In a sense, the earlier examples in this post also involve some form of pitting part of your own knowing against another part. Insofar as you trusted authorities over your own sense of things, you did so in part because you did also trust them to know things you didn’t. That may be from past experiences of this adult (or adults in general) being reliable sources of knowledge you later found accorded with your own experience, such that you reasonably expected their words to align with what you’d eventually be able to tell for yourself. Or, it could be from past experiences of this person (or other people) being physically violent or emotionally aggressive when disagreed with, such that you could tell for yourself that it was in some sense right by your own values to override your own beliefs and sense of reality to match—not in the name of “truth” but for the sake of your own safety.

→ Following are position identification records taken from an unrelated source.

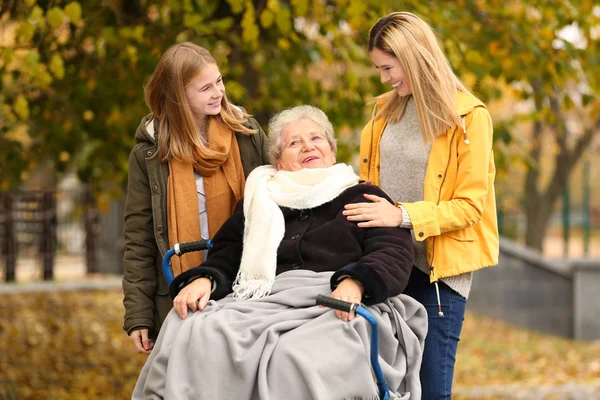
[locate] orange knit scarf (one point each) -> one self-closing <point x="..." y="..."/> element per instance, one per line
<point x="223" y="184"/>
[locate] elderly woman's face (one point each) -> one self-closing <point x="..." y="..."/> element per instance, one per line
<point x="304" y="146"/>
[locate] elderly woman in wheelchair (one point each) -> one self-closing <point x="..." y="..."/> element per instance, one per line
<point x="245" y="324"/>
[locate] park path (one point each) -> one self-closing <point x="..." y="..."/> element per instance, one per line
<point x="567" y="391"/>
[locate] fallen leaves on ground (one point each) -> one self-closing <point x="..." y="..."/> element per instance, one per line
<point x="70" y="345"/>
<point x="492" y="352"/>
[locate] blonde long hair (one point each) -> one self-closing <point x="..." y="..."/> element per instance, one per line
<point x="179" y="137"/>
<point x="434" y="85"/>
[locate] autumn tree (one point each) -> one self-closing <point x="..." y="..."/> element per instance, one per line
<point x="72" y="73"/>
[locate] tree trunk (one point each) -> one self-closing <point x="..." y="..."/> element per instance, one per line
<point x="540" y="203"/>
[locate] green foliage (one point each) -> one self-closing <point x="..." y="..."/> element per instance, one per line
<point x="70" y="345"/>
<point x="74" y="71"/>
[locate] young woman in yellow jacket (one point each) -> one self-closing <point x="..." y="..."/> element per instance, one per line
<point x="429" y="146"/>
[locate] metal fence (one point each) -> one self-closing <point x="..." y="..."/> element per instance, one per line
<point x="40" y="224"/>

Or plausibly, there may even be a genetically encoded prior that inclines young homo sapiens to treat what older homo sapiens say as true. But even if kids are willing to listen to adults using naive trust, doesn’t mean that adults couldn’t respect the kids’ own experience and help them connect what the kid knows and what the adult knows.

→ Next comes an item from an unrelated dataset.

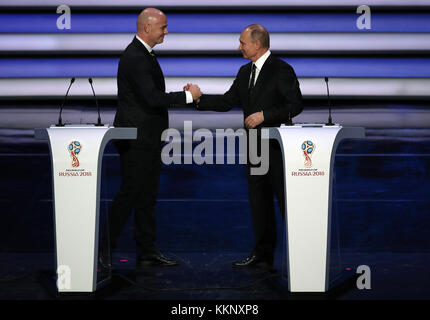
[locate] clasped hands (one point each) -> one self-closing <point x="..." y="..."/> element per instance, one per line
<point x="194" y="90"/>
<point x="251" y="121"/>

And many times adults do! Some adults/parents/teachers more than others, but all of them to some extent. I don’t want to imply that everyone is literally constantly overriding everyone. Just that it’s common enough that most people have major ways in which they’ve learned not to back themselves. And that, as I said at the top, this is not incidental, but structural to the evolution of culture over the course of human history (prehistory is likely a different story). If you want to read about that, it so happens that the same day this post you’re reading now is going live, one of my favorite essays on the exact topic has just finally been released to the public: The Evolution of Culture, by David Deutsch (I had the fortune to read it 5 years ago through a mutual friend with the author). I have critiques of the essay as well, which I’ll write up soon, but the core ideas remain a powerful linchpin in my thinking.
The next post in this sequence is Oppressive cultures: you don’t get to know what you know, which also talks about some of these structural dynamics.
(Meta: I tried to keep this post mostly made of questions, so as not to presume anything about you, the reader, in particular. But linguistically I still used plenty of presupposition, and I made claims about the sorts of things that happen and the impacts they have. Did any of what I said here strike you as somehow incompatible with your own experience? If it did, did you override it with what I was saying? Or did you listen to yourself instead? Were you able to hold both at once, in a juxtaposition? Right there, in any of that distrust and how you responded to it, is the phenomenon I’m talking about.)